Zosia pulled away from him and stood up. “But nobody has said anything official about it. Anyway, there’s always a backup system. Something goes wrong, there’s an alarm and other units kick in.”

Marusia returned with a large pink terry washcloth and gently pressed it against Yurko’s forehead.

“Did you hear anyone say anything official about an explosion, Mamuniu? Maybe on the radio?”

The old woman shook her head.

“So, things aren’t that bad. We’re safe. They have to have special backup units at a nuclear power plant.” Marusia was devoting all her attention to her son. “ Mamo , did you hear what I said? There’s always a backup system.”
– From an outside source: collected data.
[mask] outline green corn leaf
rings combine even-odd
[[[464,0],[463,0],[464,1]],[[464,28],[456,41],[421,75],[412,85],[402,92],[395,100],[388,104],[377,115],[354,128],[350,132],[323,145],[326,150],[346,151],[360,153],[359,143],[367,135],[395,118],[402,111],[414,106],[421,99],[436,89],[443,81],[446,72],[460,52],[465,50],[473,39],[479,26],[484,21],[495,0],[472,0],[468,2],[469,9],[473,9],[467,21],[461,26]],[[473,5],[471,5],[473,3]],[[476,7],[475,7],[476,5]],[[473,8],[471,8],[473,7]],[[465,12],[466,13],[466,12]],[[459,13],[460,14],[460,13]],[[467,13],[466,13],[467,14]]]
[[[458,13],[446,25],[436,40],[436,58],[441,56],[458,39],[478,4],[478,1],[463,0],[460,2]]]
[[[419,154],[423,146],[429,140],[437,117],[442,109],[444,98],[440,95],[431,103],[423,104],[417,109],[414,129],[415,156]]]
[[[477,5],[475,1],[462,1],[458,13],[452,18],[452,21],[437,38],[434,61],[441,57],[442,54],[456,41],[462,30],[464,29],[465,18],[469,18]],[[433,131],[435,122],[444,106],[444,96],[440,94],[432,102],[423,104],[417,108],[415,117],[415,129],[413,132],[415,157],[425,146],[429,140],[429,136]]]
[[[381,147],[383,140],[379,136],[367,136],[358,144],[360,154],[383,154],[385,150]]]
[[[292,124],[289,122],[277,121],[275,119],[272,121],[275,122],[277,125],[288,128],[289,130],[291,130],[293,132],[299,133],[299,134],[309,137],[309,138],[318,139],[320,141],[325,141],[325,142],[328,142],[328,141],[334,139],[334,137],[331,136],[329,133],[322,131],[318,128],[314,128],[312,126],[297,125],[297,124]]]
“Fine then, but people still get hurt on the job,” Marusia said. “Workers get sick lifting heavy equipment, especially the women, who shouldn’t be doing such things.” She glared at Zosia.

“Yurko is not a child, and he’s stronger than a woman. He’ll be all right.”

“I’m tired,” Yurko moaned, and closed his eyes.

“Well, let him sleep,” Marusia whispered, and covered Yurko with a blanket. “I’ll go and make some soup. But I need more dill. I have to ask our neighbor for some. I’ll be back.” Marusia was about to say something else, but Zosia pressed a finger to her lips and nodded toward Yurko.

Zosia waited until the old woman left them. She heard the front door close. “Now we’ll find out what’s really going on,” Zosia joked. “She and her nosy girlfriends will get all the news before we hear it on the television.”